Tableau 1 : durée des entretiens.

Les raisons qui justifient la courte durée de certains entretiens sont les suivantes : nous avons été confronté aux difficultés linguistiques de l’étudiante E-A113 limitant la récolte d’informations. L’étudiante E-A000 s’est réorientée vers une autre spécialité de BTS au cours des premières semaines de formation a tourné la page, tandis que l’étudiante E-A101 indique ses difficultés financières comme seul élément explicatif de son abandon. Enfin, sur les six entretiens réalisés, un seul (avec l’étudiante E-A114) a été réalisé par voie téléphonique et les les cinq autres ont été réalisés en présentiel.

Techniques d’analyse de données

Une analyse de contenu (Bardin, 2013) des verbatims a été effectuée. Tout d’abord, une lecture flottante a été réalisée pour tenter de saisir le message apparent (Savoie-Zajc, 2000 ; Wanlin, 2007). Puis, à partir des entrées thématiques du canevas de l’entretien, nous avons procédé aux opérations de codage en découpant le corpus pour isoler les énoncés en catégories. Les catégories choisies initialement ont été classifiées et raffinées (Bardin, 2013). Ensuite, nous avons identifié des unités d’enregistrement (Robert et Bouillaguet, 1997), et des unités de numération (par exemple, fréquence et ordre d’apparition). Selon le discours du sujet, les unités d’enregistrement ont aussi été classées selon une valence positive, ambivalente ou négative.

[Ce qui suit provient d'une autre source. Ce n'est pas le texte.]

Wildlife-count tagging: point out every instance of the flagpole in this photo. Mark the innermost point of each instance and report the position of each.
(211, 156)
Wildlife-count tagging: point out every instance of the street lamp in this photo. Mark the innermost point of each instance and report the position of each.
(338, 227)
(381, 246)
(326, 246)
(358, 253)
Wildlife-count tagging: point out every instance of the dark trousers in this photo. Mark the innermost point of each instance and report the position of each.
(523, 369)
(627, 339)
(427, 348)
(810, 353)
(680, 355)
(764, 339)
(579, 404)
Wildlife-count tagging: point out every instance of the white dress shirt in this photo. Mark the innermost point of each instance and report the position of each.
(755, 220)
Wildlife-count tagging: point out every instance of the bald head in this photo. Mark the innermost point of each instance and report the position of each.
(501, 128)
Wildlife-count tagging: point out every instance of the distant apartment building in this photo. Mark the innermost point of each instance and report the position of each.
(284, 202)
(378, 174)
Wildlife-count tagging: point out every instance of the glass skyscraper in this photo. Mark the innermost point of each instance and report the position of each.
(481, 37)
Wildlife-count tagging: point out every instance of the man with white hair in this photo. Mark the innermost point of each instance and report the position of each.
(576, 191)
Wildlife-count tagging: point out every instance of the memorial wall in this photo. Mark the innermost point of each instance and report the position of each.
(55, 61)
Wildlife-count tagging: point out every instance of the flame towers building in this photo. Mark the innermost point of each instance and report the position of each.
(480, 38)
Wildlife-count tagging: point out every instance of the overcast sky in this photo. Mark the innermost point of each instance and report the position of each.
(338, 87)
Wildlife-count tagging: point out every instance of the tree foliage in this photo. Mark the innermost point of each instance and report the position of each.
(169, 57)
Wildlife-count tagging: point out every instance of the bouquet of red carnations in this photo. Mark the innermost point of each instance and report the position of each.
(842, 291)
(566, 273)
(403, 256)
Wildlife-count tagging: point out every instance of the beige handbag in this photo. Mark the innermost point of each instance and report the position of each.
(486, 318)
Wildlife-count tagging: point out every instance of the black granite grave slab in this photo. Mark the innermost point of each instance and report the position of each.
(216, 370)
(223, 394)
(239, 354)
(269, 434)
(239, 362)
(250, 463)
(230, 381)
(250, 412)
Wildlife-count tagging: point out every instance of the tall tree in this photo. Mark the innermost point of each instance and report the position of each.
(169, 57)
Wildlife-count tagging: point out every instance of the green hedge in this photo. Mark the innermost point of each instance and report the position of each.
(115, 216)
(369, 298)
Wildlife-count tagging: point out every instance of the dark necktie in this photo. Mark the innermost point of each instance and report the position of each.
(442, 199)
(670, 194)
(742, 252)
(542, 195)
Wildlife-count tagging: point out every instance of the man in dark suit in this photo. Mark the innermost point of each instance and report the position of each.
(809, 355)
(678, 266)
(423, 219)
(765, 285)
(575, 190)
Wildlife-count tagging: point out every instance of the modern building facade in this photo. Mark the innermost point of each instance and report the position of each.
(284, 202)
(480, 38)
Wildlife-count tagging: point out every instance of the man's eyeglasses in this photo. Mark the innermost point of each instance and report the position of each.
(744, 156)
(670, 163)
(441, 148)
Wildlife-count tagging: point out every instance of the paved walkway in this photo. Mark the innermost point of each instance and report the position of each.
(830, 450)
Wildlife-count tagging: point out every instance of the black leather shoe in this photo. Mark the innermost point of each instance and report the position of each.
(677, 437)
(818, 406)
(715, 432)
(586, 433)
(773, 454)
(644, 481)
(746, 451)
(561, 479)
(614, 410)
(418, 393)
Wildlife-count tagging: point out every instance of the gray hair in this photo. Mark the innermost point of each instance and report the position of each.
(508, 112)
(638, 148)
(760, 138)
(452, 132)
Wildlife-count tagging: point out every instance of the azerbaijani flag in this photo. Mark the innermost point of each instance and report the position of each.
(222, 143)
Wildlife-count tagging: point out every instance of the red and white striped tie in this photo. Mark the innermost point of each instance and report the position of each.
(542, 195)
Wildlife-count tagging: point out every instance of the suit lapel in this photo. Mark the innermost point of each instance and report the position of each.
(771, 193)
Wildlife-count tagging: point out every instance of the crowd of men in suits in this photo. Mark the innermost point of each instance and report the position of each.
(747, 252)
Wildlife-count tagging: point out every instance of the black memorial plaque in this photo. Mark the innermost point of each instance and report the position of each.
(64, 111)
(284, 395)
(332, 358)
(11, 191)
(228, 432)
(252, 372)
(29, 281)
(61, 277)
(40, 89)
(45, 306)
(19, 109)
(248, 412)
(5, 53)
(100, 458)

Ce procédé nous a permis de mieux rendre compte d’épisodes significatifs de l’énoncé du locuteur et de sa position subjective (Bardin, 2013), dont les extraits les plus significatifs viennent illustrer ses idées.

Présentation des résultats

Les unités d’enregistrement les plus significatives sont en lien avec les trois principales entrées thématiques du canevas d’entretien (choix d’orientation, expérience vécue, l’avenir) et elles structurent la présentation des résultats. Les verbatims obtenus rendent-compte du mal-être éprouvé par les étudiant·e·s au fil de leur formation.

Le choix de la formation

Les étudiant·e·s justifient leur choix du BTS AM par un certain nombre de contraintes imposées par l’institution. En effet, les réponses livrées par les étudiant·e·s mettent en lien la procédure nationale de coordination des admissions dans l’enseignement supérieur en vigueur au moment de l’étude (APB) et ses caractéristiques (liste d’attente, vœu par défaut), le type de baccalauréat obtenu, la connexion entre le choix de formation et le projet professionnel et les caractéristiques de la formation ayant motivé le choix de formation (réalisation d’un stage professionnel à l’étranger). Ces contraintes sont vécues comme étant négatives (comme le dispositif APB) ou positives (le stage à l’étranger) ou plus ambivalentes (baccalauréat possédé).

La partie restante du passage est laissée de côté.